Ethiopia Origins

Ethiopia Coffee Harvest Calendar

Ethiopia has one harvest window per year: October through February. Miss it, and you wait twelve months. Here's how to plan your buying around Ethiopia's unique seasonality.

By Samuel Demisse — 3× U.S. Coffee Tasters Champion, Q-Grader, 34 years in specialty coffee

Single harvest Oct–Feb window Washed ships first Plan ahead

TL;DR for Roasters

The one-harvest reality

Ethiopia isn't like Central America where you can buy fresh crop year-round from different regions. One country, one harvest, one window.
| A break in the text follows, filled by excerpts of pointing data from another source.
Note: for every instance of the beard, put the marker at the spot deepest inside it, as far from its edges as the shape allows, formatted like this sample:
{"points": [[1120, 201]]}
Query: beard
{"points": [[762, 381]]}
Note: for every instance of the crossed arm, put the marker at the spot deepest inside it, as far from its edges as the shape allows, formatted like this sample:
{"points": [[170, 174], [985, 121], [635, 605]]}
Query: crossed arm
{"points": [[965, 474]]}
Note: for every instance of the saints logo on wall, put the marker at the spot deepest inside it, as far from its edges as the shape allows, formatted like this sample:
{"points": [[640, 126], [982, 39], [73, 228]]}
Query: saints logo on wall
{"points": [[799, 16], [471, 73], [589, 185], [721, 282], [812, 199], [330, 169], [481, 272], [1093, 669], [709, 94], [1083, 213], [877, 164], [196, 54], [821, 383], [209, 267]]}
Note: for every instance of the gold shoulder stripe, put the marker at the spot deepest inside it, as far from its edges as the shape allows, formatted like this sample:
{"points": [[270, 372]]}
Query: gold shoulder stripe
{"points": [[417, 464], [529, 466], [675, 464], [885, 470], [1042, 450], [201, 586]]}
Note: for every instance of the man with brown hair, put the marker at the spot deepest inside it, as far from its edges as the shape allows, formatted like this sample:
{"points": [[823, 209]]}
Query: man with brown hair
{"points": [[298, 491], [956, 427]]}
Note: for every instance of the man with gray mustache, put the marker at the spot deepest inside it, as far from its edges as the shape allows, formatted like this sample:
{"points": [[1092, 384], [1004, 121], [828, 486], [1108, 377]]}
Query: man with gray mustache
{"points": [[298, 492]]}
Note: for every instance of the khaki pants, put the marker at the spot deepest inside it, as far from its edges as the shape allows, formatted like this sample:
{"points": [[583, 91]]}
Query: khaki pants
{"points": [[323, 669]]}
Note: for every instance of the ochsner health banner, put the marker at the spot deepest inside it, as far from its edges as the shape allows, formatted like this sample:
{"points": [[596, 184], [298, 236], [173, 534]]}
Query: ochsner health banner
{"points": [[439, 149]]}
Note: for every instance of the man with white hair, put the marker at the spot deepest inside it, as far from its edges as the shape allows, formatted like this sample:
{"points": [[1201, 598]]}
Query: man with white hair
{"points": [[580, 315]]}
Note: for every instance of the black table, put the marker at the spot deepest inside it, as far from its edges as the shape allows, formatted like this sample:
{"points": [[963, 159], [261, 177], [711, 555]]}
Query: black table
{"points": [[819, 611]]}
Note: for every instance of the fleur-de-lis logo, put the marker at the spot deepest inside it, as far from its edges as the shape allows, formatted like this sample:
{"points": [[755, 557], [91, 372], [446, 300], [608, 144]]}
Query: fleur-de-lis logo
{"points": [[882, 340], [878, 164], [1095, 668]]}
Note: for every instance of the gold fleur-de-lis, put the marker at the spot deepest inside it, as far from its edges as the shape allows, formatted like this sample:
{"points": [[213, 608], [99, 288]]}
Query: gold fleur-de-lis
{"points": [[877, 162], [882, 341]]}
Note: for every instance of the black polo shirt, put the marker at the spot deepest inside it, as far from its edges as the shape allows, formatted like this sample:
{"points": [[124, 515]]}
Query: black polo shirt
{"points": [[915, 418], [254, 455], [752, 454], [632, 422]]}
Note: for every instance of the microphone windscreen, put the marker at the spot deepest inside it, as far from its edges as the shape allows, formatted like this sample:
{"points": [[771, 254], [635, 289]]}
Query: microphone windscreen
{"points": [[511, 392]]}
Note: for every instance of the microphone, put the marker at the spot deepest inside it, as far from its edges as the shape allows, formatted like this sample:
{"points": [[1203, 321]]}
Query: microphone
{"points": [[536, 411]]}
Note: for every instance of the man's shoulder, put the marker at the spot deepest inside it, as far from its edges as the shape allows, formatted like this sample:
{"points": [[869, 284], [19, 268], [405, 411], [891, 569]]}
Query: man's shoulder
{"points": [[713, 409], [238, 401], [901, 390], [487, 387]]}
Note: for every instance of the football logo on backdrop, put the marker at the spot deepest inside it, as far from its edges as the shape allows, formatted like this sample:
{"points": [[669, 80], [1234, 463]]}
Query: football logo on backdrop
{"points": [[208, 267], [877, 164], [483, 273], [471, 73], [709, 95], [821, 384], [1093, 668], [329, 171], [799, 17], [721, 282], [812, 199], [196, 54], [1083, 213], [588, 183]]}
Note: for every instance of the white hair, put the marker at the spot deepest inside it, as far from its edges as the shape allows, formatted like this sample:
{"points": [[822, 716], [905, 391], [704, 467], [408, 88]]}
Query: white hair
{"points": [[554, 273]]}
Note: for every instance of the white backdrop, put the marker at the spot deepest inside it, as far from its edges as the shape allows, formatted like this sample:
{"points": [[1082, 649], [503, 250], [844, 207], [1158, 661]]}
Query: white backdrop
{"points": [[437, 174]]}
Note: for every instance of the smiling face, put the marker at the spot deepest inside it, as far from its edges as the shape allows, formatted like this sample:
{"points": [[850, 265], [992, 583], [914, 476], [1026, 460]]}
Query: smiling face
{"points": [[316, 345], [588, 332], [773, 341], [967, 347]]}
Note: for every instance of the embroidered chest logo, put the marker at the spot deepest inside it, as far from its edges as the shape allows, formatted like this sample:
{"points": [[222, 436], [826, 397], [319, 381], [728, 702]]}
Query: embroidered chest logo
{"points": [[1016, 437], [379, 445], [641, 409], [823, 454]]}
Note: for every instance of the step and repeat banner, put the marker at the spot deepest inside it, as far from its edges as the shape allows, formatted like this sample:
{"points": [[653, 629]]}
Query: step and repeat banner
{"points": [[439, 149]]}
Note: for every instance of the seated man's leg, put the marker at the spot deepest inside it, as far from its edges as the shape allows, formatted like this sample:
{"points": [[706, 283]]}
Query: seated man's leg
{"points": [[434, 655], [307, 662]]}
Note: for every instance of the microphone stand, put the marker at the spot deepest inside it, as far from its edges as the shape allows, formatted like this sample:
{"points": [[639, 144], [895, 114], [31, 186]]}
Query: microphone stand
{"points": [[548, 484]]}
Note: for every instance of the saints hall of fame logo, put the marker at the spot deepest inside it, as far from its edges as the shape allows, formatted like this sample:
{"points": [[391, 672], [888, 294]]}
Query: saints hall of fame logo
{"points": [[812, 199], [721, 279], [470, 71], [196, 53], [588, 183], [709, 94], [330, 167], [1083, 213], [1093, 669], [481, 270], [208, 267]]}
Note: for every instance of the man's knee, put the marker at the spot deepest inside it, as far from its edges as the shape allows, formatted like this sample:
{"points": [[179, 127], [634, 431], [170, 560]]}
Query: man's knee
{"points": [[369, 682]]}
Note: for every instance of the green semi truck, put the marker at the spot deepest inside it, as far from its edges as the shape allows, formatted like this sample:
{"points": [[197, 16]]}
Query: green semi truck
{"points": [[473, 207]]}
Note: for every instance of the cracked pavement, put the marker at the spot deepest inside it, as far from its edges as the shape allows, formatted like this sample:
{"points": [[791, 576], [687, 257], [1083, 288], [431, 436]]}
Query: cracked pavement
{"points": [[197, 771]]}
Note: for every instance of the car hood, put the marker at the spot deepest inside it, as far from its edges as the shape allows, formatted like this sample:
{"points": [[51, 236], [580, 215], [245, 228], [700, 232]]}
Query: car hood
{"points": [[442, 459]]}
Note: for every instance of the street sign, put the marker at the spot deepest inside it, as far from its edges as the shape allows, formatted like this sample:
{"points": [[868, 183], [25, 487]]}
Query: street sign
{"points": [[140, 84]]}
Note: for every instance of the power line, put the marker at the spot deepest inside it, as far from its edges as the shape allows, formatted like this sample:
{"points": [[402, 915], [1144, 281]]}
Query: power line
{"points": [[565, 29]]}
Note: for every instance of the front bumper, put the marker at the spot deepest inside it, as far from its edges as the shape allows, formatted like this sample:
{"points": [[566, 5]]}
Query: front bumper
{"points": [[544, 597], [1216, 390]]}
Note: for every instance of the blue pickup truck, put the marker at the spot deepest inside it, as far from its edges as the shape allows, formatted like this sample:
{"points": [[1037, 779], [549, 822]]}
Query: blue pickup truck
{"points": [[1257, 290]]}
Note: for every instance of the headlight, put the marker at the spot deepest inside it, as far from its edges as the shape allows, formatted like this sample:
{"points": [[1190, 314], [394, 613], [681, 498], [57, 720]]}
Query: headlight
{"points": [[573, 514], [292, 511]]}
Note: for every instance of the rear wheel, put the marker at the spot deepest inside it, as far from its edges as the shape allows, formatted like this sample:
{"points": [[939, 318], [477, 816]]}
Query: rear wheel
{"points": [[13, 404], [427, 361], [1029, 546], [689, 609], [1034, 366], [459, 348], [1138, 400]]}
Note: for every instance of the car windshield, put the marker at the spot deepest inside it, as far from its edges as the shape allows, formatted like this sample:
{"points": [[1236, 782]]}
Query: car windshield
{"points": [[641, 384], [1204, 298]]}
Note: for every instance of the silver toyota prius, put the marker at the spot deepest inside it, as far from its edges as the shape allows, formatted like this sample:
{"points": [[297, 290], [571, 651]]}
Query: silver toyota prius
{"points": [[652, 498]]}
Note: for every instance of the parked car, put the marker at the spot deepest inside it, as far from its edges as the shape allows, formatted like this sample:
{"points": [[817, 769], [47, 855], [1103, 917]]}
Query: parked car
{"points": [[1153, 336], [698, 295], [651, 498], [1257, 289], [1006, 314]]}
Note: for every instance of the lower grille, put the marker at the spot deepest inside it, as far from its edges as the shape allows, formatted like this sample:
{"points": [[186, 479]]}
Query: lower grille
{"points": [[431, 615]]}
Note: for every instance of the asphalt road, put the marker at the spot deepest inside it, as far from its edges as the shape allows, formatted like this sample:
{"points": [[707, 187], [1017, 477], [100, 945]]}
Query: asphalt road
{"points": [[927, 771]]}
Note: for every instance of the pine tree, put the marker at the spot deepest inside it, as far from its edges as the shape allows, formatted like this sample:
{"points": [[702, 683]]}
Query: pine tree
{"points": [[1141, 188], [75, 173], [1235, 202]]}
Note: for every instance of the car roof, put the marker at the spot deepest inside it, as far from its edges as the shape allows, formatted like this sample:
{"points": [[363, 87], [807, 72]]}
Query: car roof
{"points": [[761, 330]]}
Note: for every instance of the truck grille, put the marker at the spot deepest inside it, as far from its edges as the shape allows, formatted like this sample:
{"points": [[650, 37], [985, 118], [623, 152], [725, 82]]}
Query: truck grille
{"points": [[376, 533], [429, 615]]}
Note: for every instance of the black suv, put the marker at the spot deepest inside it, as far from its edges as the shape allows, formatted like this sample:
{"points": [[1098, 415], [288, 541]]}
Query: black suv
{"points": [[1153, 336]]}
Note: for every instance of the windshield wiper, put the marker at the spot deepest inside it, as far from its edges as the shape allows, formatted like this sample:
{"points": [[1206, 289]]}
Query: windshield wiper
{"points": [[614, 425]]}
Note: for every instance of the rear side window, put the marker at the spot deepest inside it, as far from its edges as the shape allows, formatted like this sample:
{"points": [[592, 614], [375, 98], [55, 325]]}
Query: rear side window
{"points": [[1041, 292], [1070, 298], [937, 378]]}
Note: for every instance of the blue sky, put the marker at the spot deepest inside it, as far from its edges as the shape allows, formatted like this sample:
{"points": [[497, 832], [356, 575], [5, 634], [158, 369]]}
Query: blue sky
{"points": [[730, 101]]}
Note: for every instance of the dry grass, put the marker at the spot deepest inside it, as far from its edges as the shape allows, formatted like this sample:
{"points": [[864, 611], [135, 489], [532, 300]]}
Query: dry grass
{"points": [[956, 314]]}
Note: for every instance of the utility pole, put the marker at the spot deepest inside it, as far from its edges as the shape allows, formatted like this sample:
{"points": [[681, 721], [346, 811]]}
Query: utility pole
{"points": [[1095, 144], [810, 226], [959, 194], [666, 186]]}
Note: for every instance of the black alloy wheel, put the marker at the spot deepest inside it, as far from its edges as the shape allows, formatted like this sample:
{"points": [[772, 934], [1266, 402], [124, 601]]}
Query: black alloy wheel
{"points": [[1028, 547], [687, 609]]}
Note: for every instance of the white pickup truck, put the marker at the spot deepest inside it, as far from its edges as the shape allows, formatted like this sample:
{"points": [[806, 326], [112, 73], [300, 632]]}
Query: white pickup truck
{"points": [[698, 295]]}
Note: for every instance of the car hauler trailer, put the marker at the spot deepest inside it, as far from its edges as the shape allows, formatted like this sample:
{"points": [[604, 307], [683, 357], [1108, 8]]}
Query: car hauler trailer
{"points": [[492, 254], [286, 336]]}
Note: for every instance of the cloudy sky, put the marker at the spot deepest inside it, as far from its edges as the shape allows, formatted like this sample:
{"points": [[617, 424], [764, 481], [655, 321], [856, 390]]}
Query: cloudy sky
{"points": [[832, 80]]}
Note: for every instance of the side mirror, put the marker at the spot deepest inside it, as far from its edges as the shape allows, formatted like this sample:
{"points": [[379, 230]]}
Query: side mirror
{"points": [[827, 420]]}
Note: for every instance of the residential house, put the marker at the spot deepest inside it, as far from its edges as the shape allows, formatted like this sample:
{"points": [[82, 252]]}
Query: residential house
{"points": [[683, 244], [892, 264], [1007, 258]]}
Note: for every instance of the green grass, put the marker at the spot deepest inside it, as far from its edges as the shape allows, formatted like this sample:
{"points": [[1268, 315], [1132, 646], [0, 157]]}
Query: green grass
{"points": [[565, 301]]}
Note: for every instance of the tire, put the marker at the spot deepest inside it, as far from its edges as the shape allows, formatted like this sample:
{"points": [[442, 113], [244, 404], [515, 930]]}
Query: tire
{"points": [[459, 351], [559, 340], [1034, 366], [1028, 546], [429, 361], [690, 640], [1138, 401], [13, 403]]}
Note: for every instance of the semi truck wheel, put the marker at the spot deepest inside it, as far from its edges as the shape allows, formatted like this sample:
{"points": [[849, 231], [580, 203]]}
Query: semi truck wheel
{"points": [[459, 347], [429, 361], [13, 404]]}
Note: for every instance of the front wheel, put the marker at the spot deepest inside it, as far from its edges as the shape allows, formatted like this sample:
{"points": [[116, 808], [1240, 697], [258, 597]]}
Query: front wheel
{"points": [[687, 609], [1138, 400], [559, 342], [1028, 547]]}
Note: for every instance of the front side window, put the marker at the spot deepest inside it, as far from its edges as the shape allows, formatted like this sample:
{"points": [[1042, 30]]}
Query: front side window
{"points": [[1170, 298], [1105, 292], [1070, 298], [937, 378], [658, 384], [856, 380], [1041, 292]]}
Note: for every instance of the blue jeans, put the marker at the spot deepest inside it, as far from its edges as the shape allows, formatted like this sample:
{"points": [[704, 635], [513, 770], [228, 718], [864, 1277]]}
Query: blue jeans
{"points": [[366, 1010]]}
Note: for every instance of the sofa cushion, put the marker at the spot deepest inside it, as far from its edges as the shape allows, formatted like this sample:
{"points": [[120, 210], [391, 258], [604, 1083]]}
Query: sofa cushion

Your planning has to account for this.

Harvest: October through February, with peak picking in November–January depending on region and elevation.
Washed arrives first: Washed coffees process faster. Expect fresh washed lots to hit US warehouses April–June.
Naturals follow: Natural process takes longer. Fresh naturals typically arrive June–August.

Planning implications

  • 1 Q1: Order from current inventory. New crop not ready yet.
  • 2 Q2: Fresh washed lots arrive. Best time to sample new crop washed.
  • 3 Q3: Fresh naturals arrive. ARDI and other naturals at peak freshness.
  • 4 Q4: Buy ahead for year-round Ethiopia. New harvest starting at origin.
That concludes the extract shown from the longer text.